22... Kf8 23. Rf7+ Kg8 24. Rg7+ Kh8 25. Rxh7+!!
This crucial move eliminates the h-pawn and allows White to bring in his queen to attack without ever allowing Black to play ...Rxc1 and mate. Bowing to the inevitable (or perhaps frustrated that even with mate in one, he could not capitalize), von Bardeleben simply left the tournament hall, letting his time run out. Steinitz demonstrated for the spectators how the game might have continued: 25...Kg8 26.Rg7+ Kh8 27.Qh4+ Kxg7 28.Qh7+ Kf8 29.Qh8+ Ke7 30.Qg7+ Ke8 31.Qg8+ Ke7 32.Qf7+ Kd8 33.Qf8+ Qe8 34.Nf7+ Kd7 35.Qd6

This game won the first in the tournament.

===Pillsbury versus Gunsberg===

The game was played in the last round. Pillsbury was leading the field by half a point. He had assumed that a draw would be enough, and the game therefore opened with the relatively placid Queen's Gambit Declined. Pieces were rapidly traded off the board, reaching the position in the diagram, when Pillsbury realized that Chigorin was winning his game and therefore he would have to win to take clear first.

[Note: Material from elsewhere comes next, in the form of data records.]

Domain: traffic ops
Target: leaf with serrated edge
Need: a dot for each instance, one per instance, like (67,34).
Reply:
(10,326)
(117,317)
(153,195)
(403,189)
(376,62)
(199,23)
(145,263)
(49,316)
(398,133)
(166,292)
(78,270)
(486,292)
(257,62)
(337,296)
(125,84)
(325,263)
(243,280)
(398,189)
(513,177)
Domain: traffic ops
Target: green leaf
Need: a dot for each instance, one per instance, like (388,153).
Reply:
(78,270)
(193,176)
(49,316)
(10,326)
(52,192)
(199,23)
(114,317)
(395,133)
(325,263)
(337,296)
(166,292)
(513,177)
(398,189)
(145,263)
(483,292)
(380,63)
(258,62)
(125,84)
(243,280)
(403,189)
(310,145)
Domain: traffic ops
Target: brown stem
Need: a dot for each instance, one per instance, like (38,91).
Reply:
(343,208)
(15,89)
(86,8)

1.d4 d5 2.c4 c6 3.e3 g6 4.Nc3 Bg7 5.Nf3 Nf6 6.Bd3 0-0 7.Ne5 dxc4 8.Bxc4 Nd5 9.f4 Be6 10.Qb3 b5 11.Bxd5 Bxd5 12.Nxd5 Qxd5 13.Qxd5 cxd5 14.Nd3 Nd7 15.Bd2 Rfc8 16.Ke2 e6 17.Rhc1 Bf8 18.Rxc8 Rxc8 19.Rc1 Rxc1 20.Bxc1 Bd6 21.Bd2 Kf8 22.Bb4 Ke7 23.Bc5 a6 24.b4 f6 25.g4 Bxc5 26.bxc5 Nb8 (diagram) 27.f5 g5 28.Nb4 a5 29.c6! Kd6 30.fxe6! Nxc6 31.Nxc6 Kxc6 32.e4! dxe4 33.d5+ Kd6 34.Ke3 b4 35.Kxe4 a4 36.Kd4 h5 37.gxh5 a3 38.Kc4 f5 39.h6 f4 40.h7 Black resigned.

===Jacques Mieses versus Joseph Henry Blackburne===

In the first round, Jacques Mieses defeated Joseph Henry Blackburne in a 32-move Scotch Game that Tarrasch annotated at some length in the tournament book.